Sequelae of chronic inflammatory diseases in the light of altered energy regulation. References that demonstrate the respective disease sequelae and the pathophysiological explanation can be found in detail in reference (1).
| Disease sequelae | Pathophysiological elements in chronic inflammation leading to energy allocation to an activated immune system |
|---|---|
| Depressive symptoms / fatigue | Cytokine (e.g. IL–1β) – driven sickness behavior and fatigue which increase time at rest (muscles and brain in an inactive state). |
| Anorexia | Consequence of sickness–behavior |
| Malnutrition | Consequence of anorexia and sickness behavior |
| Muscle wasting – cachexia | Protein breakdown in muscles as a consequence of anorexia, sickness behavior and androgen deficit |
| Cachectic obesity | Protein breakdown in muscles as a consequence of anorexia and sickness behavior (protein breakdown > fat breakdown) |
| Insulin (IGF–1) resistance (with hyperinsulinemia) | Cytokine (e.g. TNF) – induced insulin signaling defects in liver, muscle, and fat tissue but not in immune cells. Immune cells need insulin so that high insulin levels support the activity of the immune system (similar for IGF–1). |
| Dyslipidemia* | Cytokine – driven acute phase reaction of lipid metabolism leading to higher delivery of cholesterol and other lipids to macrophages |
| Increase of adipose tissue in the proximity of inflammatorylesions | Presence of adipose tissue surrounding lymph nodes and in the proximity of inflammatory lesions reflects a local store of energy– rich fuels (increased local estrogens might be important to drive local accumulation of adipose tissue).
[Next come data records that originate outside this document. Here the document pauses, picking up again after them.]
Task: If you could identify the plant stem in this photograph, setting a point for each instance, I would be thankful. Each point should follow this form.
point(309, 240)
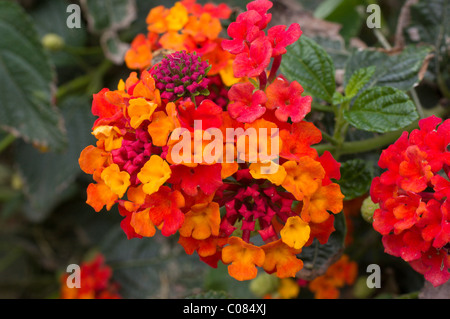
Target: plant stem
point(375, 142)
point(83, 81)
point(6, 141)
point(274, 69)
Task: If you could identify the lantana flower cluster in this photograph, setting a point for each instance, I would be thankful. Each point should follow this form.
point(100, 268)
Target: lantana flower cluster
point(160, 154)
point(95, 282)
point(414, 213)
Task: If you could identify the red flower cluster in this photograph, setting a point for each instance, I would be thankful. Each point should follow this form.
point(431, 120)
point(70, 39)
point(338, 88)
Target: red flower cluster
point(414, 213)
point(161, 148)
point(95, 282)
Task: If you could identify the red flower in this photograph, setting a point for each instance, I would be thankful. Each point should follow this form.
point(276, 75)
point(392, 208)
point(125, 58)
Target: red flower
point(280, 38)
point(287, 100)
point(204, 177)
point(243, 31)
point(412, 193)
point(246, 104)
point(261, 6)
point(253, 60)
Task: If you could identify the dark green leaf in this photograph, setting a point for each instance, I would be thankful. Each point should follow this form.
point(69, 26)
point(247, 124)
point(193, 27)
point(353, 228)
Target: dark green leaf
point(381, 109)
point(357, 81)
point(356, 178)
point(112, 15)
point(49, 176)
point(26, 79)
point(156, 267)
point(317, 258)
point(309, 64)
point(51, 17)
point(400, 71)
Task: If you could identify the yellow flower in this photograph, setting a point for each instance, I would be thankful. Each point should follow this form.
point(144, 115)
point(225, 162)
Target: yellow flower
point(295, 232)
point(271, 171)
point(288, 288)
point(140, 110)
point(109, 137)
point(118, 181)
point(154, 174)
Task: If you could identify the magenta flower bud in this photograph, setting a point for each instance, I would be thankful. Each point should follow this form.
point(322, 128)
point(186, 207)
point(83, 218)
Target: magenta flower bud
point(181, 74)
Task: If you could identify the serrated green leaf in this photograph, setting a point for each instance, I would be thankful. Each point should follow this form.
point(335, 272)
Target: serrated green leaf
point(26, 79)
point(49, 176)
point(381, 109)
point(358, 79)
point(49, 18)
point(156, 267)
point(109, 15)
point(399, 71)
point(317, 258)
point(356, 178)
point(309, 64)
point(429, 22)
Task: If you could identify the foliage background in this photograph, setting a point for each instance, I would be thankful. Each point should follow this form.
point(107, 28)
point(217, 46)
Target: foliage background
point(45, 121)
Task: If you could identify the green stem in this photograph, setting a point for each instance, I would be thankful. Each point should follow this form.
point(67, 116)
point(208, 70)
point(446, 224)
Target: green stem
point(329, 138)
point(85, 81)
point(375, 142)
point(6, 141)
point(340, 129)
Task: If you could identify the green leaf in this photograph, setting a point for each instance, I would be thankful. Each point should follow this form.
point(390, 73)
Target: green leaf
point(49, 19)
point(345, 13)
point(429, 22)
point(317, 258)
point(399, 71)
point(309, 64)
point(26, 79)
point(381, 109)
point(356, 178)
point(109, 15)
point(48, 177)
point(358, 79)
point(156, 267)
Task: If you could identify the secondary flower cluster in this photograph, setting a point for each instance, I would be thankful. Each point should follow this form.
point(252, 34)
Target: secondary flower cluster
point(191, 27)
point(258, 209)
point(94, 282)
point(414, 213)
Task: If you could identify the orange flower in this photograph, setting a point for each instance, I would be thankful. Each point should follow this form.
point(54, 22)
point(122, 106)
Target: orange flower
point(92, 159)
point(303, 178)
point(270, 171)
point(173, 40)
point(100, 195)
point(118, 181)
point(142, 224)
point(156, 19)
point(140, 110)
point(177, 17)
point(281, 258)
point(326, 198)
point(109, 137)
point(202, 221)
point(295, 232)
point(203, 28)
point(160, 128)
point(154, 174)
point(244, 258)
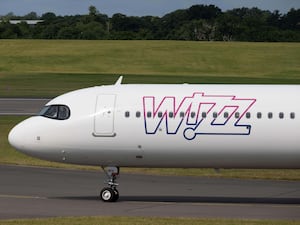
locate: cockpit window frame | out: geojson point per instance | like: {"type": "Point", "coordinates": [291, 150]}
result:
{"type": "Point", "coordinates": [61, 112]}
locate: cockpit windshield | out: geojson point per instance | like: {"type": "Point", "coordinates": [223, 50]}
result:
{"type": "Point", "coordinates": [58, 112]}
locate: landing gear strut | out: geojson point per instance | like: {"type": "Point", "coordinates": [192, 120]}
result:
{"type": "Point", "coordinates": [110, 194]}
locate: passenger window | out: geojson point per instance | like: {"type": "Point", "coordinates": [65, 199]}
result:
{"type": "Point", "coordinates": [138, 114]}
{"type": "Point", "coordinates": [281, 115]}
{"type": "Point", "coordinates": [149, 114]}
{"type": "Point", "coordinates": [259, 115]}
{"type": "Point", "coordinates": [270, 115]}
{"type": "Point", "coordinates": [58, 112]}
{"type": "Point", "coordinates": [292, 115]}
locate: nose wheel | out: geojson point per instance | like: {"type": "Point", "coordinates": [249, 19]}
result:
{"type": "Point", "coordinates": [110, 194]}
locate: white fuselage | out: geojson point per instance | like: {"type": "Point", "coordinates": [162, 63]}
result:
{"type": "Point", "coordinates": [218, 126]}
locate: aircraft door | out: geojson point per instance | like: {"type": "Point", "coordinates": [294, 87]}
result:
{"type": "Point", "coordinates": [104, 116]}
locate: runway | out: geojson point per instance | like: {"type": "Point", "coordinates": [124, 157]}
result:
{"type": "Point", "coordinates": [29, 192]}
{"type": "Point", "coordinates": [21, 106]}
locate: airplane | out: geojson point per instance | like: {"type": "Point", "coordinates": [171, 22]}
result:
{"type": "Point", "coordinates": [166, 125]}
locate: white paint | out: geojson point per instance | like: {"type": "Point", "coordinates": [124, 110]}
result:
{"type": "Point", "coordinates": [174, 141]}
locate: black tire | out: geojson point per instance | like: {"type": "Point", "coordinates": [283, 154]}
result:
{"type": "Point", "coordinates": [108, 195]}
{"type": "Point", "coordinates": [116, 197]}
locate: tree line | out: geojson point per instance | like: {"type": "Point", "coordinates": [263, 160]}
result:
{"type": "Point", "coordinates": [197, 23]}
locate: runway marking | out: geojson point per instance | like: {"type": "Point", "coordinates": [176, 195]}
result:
{"type": "Point", "coordinates": [22, 197]}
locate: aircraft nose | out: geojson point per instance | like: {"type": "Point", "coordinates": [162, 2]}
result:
{"type": "Point", "coordinates": [16, 137]}
{"type": "Point", "coordinates": [22, 137]}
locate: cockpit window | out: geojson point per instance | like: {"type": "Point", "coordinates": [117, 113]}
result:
{"type": "Point", "coordinates": [58, 112]}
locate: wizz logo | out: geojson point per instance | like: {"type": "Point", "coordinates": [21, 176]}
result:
{"type": "Point", "coordinates": [198, 114]}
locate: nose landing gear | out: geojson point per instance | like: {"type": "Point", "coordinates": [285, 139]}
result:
{"type": "Point", "coordinates": [110, 194]}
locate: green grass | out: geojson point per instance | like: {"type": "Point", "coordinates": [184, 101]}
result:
{"type": "Point", "coordinates": [46, 68]}
{"type": "Point", "coordinates": [144, 221]}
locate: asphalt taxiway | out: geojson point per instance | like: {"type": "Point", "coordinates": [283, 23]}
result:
{"type": "Point", "coordinates": [30, 192]}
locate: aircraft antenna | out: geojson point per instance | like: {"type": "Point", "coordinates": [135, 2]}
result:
{"type": "Point", "coordinates": [119, 81]}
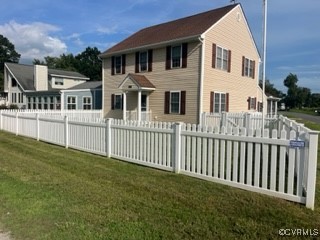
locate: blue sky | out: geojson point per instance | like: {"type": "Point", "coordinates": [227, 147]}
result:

Adipokines play a proinflammatory role. |
| Alterations of steroid hormone axes | Cytokine / leptin –driven hypoandrogenemia supports muscle breakdown and protein delivery for gluconeogenesis and support of an activated immune system (alanine, glutamine). Cortisol–to–androgen preponderance in chronic inflammation is catabolic. |
| Elevated sympathetic tone and local sympathetic nerve fiber loss | Cytokine – driven increase of SNS activity increases gluconeogenesis and lipolysis. The parallel loss of sympathetic nerve fibers in inflamed tissue supports local inflammation. It also stimulates lipolysis in the surrounding adipose tissue because sympathetic nerve fibers are increased there. |
| Hypertension | Cytokine – driven activation of the water retention system due to systemic water loss during inflammation |
| Decreased parasympathetic tone | Cytokine–driven decrease of the PSNS activity supports allocation of energy–rich fuels to an activated immune system. |
*
Dyslipidemia in chronic inflammation reflects low levels of HDL cholesterol and/or apolipoprotein A–I and appearance of an “inflammatory HDL subfraction” with increased serum amyloid A and ceruloplasmin.
Abbreviations: HPA axis, hypothalamic–pituitary adrenal axis; IGF, insulin–like growth factor; IL, interleukin; PSNS, parasympathetic nervous system; SNS, sympathetic nervous system; TNF, tumor necrosis factor.